Researchers in Texas conducted a nested case-control study of 187 patients with morphea (82% female) that included adults (mean age, 46.2 years) and children (mean age, 12.2 years) enrolled in the Morphea in Adults and Children (MAC) cohort. There also were 651 age-, sex- and race-matched healthy controls (84% female), including adults (mean age, 48.6 years) and children (mean age, 11.33 years) recruited from the Scleroderma Family Registry and DNA Repository.
Presence of antinuclear antibodies (ANAs), antihistone antibodies (AHAs) and anti-single-stranded DNA antibodies (ssDNA abs) in morphea patients compared with controls, as well as associations between autoantibodies and clinical indicators of morphea severity, were the main outcomes and measures.

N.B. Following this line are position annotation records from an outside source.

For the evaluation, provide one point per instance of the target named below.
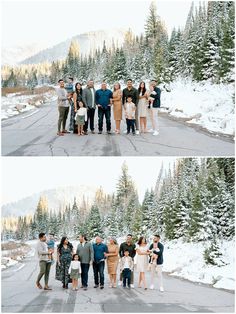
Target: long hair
(141, 239)
(142, 89)
(62, 242)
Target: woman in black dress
(77, 97)
(64, 257)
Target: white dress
(142, 260)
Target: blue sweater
(103, 97)
(99, 250)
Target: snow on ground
(205, 104)
(185, 260)
(14, 252)
(14, 104)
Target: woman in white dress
(142, 260)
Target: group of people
(73, 264)
(137, 104)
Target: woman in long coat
(64, 257)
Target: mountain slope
(57, 198)
(88, 42)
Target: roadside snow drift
(205, 104)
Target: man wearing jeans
(86, 256)
(103, 98)
(63, 107)
(44, 261)
(157, 267)
(99, 249)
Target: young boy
(126, 266)
(51, 246)
(130, 108)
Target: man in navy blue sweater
(99, 249)
(103, 98)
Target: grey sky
(25, 176)
(49, 22)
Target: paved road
(34, 134)
(19, 294)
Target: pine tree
(41, 216)
(94, 223)
(73, 58)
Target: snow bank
(7, 262)
(13, 104)
(205, 104)
(185, 260)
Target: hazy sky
(24, 176)
(50, 22)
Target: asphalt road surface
(19, 294)
(34, 134)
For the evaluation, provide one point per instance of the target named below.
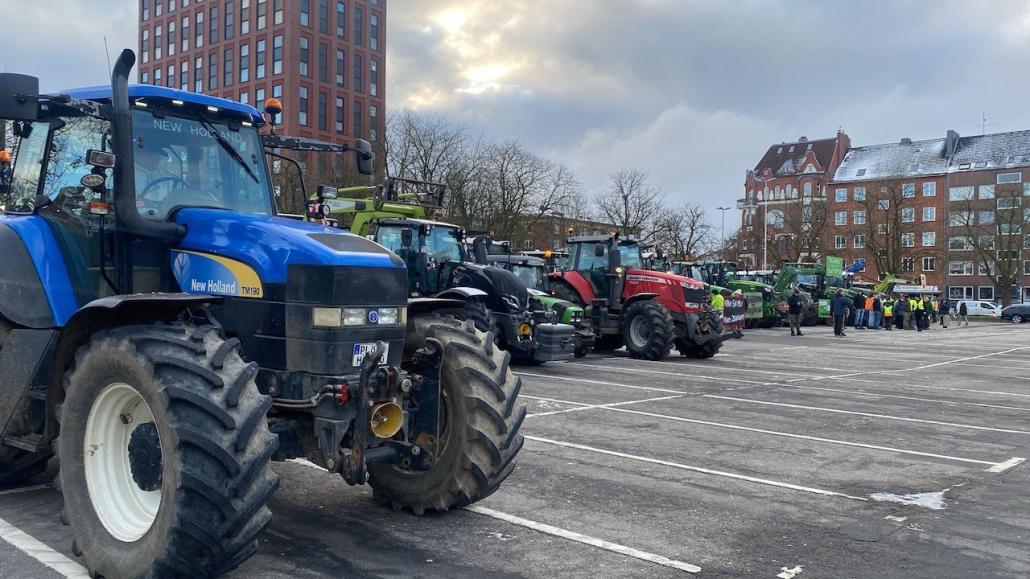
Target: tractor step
(25, 442)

In patients with morphea, the overall prevalence was 34% (63 patients) for ANAs, 12% (22 patients) for AHAs, and 8% (15 patients) for ssDNA abs. Morphea patients also had a greater presence of ANAs (34% vs. 11%; P<.001) and AHAs (12% vs. 2%; P<.001) compared with controls, but not ssDNA abs (8% vs. 7%; P=.17). Among morphea subtypes, there was no difference in ANA prevalence.
Autoantibody presence in patients with linear morphea was associated with symptoms of severe morphea, including functional limitation (ssDNA ab, P=.005; AHA, P=.006), extensive body surface area involvement (ssDNA ab, P=.01; ANA, P=.005), and greater skin scores (ANA, P=.004).

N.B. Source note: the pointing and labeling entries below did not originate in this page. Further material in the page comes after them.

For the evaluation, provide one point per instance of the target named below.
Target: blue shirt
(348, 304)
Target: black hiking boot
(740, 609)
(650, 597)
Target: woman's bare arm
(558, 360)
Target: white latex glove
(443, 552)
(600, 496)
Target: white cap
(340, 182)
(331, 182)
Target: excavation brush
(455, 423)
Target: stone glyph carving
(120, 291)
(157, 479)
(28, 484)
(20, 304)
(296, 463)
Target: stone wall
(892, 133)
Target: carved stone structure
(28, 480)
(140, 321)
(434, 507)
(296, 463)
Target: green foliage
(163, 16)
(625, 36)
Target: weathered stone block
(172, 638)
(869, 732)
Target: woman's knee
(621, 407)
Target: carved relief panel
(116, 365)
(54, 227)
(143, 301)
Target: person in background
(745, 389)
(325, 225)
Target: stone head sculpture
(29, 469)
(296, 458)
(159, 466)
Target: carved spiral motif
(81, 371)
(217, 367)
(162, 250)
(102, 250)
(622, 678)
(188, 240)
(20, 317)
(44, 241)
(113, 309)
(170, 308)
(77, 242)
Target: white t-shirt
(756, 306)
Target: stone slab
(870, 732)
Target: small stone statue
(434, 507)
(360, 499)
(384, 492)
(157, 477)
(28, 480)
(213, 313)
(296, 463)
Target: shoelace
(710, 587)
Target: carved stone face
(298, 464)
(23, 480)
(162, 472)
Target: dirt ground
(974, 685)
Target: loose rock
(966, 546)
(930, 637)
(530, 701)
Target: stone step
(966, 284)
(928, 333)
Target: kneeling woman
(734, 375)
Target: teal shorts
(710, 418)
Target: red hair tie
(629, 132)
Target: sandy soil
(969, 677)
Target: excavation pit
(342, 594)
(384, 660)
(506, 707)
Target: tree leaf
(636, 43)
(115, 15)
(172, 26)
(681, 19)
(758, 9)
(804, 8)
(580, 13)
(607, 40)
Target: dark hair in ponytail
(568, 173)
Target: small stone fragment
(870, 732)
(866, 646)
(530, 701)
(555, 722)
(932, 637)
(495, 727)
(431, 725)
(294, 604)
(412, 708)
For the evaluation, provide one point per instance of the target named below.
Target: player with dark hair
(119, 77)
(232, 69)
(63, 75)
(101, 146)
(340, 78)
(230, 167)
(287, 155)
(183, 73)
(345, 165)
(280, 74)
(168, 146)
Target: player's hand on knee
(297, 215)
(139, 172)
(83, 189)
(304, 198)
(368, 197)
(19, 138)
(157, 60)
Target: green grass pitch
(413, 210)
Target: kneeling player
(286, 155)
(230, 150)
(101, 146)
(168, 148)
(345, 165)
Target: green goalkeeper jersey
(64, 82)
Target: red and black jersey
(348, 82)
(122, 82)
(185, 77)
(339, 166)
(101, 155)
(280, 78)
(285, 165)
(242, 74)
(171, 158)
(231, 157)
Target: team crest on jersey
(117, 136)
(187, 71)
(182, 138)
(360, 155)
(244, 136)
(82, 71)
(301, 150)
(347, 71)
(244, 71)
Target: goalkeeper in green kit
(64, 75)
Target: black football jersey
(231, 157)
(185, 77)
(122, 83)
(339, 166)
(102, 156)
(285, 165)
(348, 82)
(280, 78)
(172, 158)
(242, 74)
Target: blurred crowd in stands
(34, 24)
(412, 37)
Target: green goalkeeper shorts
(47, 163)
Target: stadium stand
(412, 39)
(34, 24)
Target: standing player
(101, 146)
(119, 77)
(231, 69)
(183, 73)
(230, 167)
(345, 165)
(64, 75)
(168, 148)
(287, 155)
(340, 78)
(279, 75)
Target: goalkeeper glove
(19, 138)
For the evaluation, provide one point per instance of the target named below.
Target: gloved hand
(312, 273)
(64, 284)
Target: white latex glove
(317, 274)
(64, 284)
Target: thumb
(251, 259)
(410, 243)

Clinical measures of morphea activity showed no association with autoantibody presence.
“Our results demonstrate that ANAs and AHAs are more prevalent among patients with morphea but are of limited clinical utility except in linear morphea, where their presence, although infrequent, is associated with greater lesion burden and functional impairment,” the researchers concluded.
Disclosure: The researchers report no relevant financial disclosures.